We support the young children and co-present their songs in a semi-public setting (often in front of parents) and this is can be a very positive and powerful event, as in ‘story-square’. The children are being supported and their creative ideas are validated by adults and this is seen and understood by their peers and others in the audience. One noticeable and key difference between ‘story-square’ and ‘instant-songs’ is that the adult does not enter the performance area (the taped-off square) in story-square, and yet in ‘instant-songs’ the adult is also on the ‘stage’ with the children.
I wonder whether this ‘instant-songs’ process is empowering children to create songs for themselves.
We (the adults) remember the songs because we write them down, and our repeated seeing of them on the page, reinforces that for us, but the children speak the words once and thereafter hear someone else performing them. In this instance we, the adults, hold the power of the words and also – certainly in my case – the power of the accompanying harmonic material. Yesterday I was playing the guitar and chords that I understand (E minor and A for instance yesterday in ‘Bats Can Fly’ another song that emerged) whereas the children – if they are also playing chordal instruments – are usually improvising and not playing the same harmonic part as me (although rhythmically they might well be playing a similar part to mine). I am aware that my guitar can be a stronger instrument than a uke played by a child and so my chords support my voice and the accompanying improvising can be heard as a kind of enjoyable background noise to the song.
So, my question is – what can we do as the next stage to encourage the young people to take further ownership of the songs?

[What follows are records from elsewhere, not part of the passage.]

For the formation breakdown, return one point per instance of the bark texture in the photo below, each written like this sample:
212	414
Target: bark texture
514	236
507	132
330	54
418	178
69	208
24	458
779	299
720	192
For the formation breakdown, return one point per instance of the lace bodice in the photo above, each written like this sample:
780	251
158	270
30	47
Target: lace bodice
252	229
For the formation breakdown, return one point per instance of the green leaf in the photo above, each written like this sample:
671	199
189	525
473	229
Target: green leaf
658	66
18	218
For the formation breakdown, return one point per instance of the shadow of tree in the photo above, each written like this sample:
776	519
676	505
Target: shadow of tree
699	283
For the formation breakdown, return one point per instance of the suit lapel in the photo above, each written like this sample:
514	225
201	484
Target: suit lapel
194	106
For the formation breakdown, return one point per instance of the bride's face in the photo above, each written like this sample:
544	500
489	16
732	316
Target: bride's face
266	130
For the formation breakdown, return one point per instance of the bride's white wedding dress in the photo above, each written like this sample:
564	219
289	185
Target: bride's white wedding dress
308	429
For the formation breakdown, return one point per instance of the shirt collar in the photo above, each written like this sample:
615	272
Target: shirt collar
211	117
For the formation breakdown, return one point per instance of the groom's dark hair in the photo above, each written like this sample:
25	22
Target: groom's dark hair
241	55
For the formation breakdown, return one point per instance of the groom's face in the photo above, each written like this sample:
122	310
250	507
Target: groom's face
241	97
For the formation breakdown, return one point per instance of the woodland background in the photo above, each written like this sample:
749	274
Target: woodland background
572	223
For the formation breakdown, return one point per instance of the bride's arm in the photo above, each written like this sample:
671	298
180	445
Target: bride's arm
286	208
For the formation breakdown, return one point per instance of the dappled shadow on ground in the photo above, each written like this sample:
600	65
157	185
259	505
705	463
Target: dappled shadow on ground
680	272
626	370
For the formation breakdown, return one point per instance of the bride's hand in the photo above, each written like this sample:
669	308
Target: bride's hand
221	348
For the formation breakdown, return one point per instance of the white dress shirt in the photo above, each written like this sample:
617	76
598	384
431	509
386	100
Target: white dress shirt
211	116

Or is the ‘instant-songs’ model as detailed above the wrong model to be encouraging them to:
- be the lead singers of the ‘instant-songs’ they just made up?
- be lead singers of future songs they make?
- create songs on their own?
- write/notate songs or work out accompaniments and develop arrangement skills?
- play repeatable harmonic accompaniments?
Is the ‘instant-songs’ process I have described in fact actually a disabling one in that we, as musically literate and competent adults, are always seen as the people who have control over the arrangement, dissemination and overall sound of that music?